Part of a bigger plan at SlateInteresting transaction. Parent co buying the commerical real estate division from Annaly for $2.3B, and then selling the grocery anchored assets to the SLATE GROCERY division, hence the need for the fairness opinion and independent committee.
At the 7.8% cap rate, US$30 million in NOI, and servicing costs of the assumed debt of US$300 is US$12.6 million + cost associated with dilutive effects of issuing equity (11.4 million units), so yes, should be accretive out of the gate.
Doing subscription receipts interesting. given the closing date of the transaction and inherent closing risk, this allows instiutional investors to put in an order, but if deal fails to close, they get money back. Until deal closes, they will accrue paid dividends to the common. when acquisition closes successfully, the sub receipts convert to common. May improve the appeal of the deal, after the last deal (bought deal) wasn't well received and traded below offer for some time.
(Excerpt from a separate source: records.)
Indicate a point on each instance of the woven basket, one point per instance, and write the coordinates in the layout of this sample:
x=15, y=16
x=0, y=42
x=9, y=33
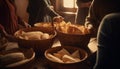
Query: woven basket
x=71, y=39
x=39, y=46
x=77, y=65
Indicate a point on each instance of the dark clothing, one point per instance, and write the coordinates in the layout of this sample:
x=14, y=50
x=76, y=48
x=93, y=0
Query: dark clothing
x=8, y=18
x=38, y=9
x=108, y=56
x=100, y=8
x=81, y=15
x=81, y=12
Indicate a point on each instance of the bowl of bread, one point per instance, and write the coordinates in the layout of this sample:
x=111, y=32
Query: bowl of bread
x=66, y=57
x=72, y=34
x=38, y=38
x=15, y=57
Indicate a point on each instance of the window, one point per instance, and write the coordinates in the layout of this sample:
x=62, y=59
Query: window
x=69, y=4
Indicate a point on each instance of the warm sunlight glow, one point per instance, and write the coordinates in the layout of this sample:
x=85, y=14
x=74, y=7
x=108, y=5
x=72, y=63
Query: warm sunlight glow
x=70, y=3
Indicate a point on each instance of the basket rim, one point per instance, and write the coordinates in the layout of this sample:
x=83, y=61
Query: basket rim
x=45, y=54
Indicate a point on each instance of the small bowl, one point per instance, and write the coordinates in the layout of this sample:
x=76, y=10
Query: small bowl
x=28, y=53
x=39, y=46
x=57, y=65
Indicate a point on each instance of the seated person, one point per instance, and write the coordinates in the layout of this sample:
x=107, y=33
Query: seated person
x=82, y=11
x=9, y=21
x=108, y=43
x=98, y=9
x=40, y=11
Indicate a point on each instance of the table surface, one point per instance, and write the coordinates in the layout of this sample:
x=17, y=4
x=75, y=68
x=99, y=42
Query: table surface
x=41, y=62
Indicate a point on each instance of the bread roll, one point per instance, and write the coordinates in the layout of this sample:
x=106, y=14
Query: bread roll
x=11, y=58
x=53, y=58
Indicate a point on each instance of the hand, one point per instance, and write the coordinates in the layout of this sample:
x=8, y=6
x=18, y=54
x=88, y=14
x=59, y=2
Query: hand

increases size of real estate portfolio by a whopping 31%. as the market cap grows, should start to get on radar screen of more insitutions. The response to this deal will be something of a litmus test, in terms of how receptive accounts are to traditional retail (albeit grocery) and the pace at which the US is exiting the quasi-closed Covid economy.
i'm staying long, as likelihood of higher distribution is now arguably greater than the opposite (which many market participants had been guessing, based on what yield this thing trades at). New class of shareholders can only be a positive for SLATE GROCERY. Stock will obviously pull back in the morning, with deal overhang, so buying opportunity IMO.
Good luck...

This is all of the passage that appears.